Joe’s Parents moved to Monrovia and Joe began classes at the private Baptist school where his mother worked. Here, Joe picked up the guitar in earnest and learned very quickly from his classmates. Naturally, some of the more talented students at the school wanted to form a band; there were plenty of guitarists and singers, but Joe was one of the few with experience in drumming (Which Joe picked up playing door to door for money during the Liberian version of Santa Claus). Woyee was the natural choice and "The Children of the Green Acres" was born. This band became one of the first in Liberia to play original popular music. Most of the other bands were playing American pop that dominates the airwaves in Liberia to this day.

Woyee moved to Minneapolis in 1980 to go to school and to get away from the political turmoil that was just beginning in his homeland. After settling in, Joe found an ad in the paper from a Saint Thomas émigré that was looking for a band. Joe joined and along with four other musicians founded Kairos. This band played reggae with a twist. This is how Joe described their sound:

"We had a keyboard player from Texas, A guitarist from Aruba, A singer from St. Thomas, the bassist was from Interlochen, Michigan and me from Liberia.

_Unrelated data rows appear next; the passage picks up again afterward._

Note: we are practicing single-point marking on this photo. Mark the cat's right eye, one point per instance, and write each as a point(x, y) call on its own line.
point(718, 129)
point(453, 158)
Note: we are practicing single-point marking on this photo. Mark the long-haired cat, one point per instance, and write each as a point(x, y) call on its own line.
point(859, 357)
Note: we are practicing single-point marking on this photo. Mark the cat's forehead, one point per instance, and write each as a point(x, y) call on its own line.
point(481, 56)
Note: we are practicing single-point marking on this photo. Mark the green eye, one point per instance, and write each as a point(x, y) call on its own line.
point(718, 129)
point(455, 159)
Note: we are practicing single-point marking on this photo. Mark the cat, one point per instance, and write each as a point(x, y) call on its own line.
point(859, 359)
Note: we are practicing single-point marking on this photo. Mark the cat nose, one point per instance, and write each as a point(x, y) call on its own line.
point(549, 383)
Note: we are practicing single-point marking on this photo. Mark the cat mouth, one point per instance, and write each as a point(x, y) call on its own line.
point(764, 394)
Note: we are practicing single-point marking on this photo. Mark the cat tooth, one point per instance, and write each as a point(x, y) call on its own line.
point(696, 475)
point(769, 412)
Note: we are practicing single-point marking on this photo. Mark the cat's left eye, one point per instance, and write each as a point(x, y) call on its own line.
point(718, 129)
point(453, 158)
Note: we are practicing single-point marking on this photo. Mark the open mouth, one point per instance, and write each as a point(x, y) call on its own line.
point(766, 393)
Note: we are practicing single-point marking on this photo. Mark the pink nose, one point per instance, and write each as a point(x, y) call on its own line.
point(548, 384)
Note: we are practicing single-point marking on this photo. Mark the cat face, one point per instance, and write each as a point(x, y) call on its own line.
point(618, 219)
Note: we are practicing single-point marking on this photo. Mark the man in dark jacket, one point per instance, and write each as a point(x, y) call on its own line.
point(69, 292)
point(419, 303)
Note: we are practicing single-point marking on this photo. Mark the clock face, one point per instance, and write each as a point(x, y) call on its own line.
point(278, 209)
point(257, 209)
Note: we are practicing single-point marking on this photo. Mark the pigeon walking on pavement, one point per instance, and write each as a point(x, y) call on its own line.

We played a style of Caribbean music, but it had an international flavor—it had the Kairos Sound"

After Kairos was disbanded Joe joined another group called "Out of Africa." It was during this time that he started to contemplate the Liberian musical identity. Joe remembers the highly Americanized music scene in Liberia: "There was only 30 minutes a day out of the whole 24 hours that was reserved for African Music" The true music of Liberia was beginning to form in the early 1980’s but that advent was halted by the civil war. "Everyone is feeling the hardship now" said Woyee "everything came to a stop."

Joe decided to address this problem by taking a chance in the US to create the Liberian musical signature: "Jake [D] was doing the music and I was doing the music, so I said "Why don’t we put a company together to look for Liberian Music, sell it, package it, put it on the web?""

Joe is now working toward his goals through Kinzo Music Works, a music studio in Brooklyn Park, MN.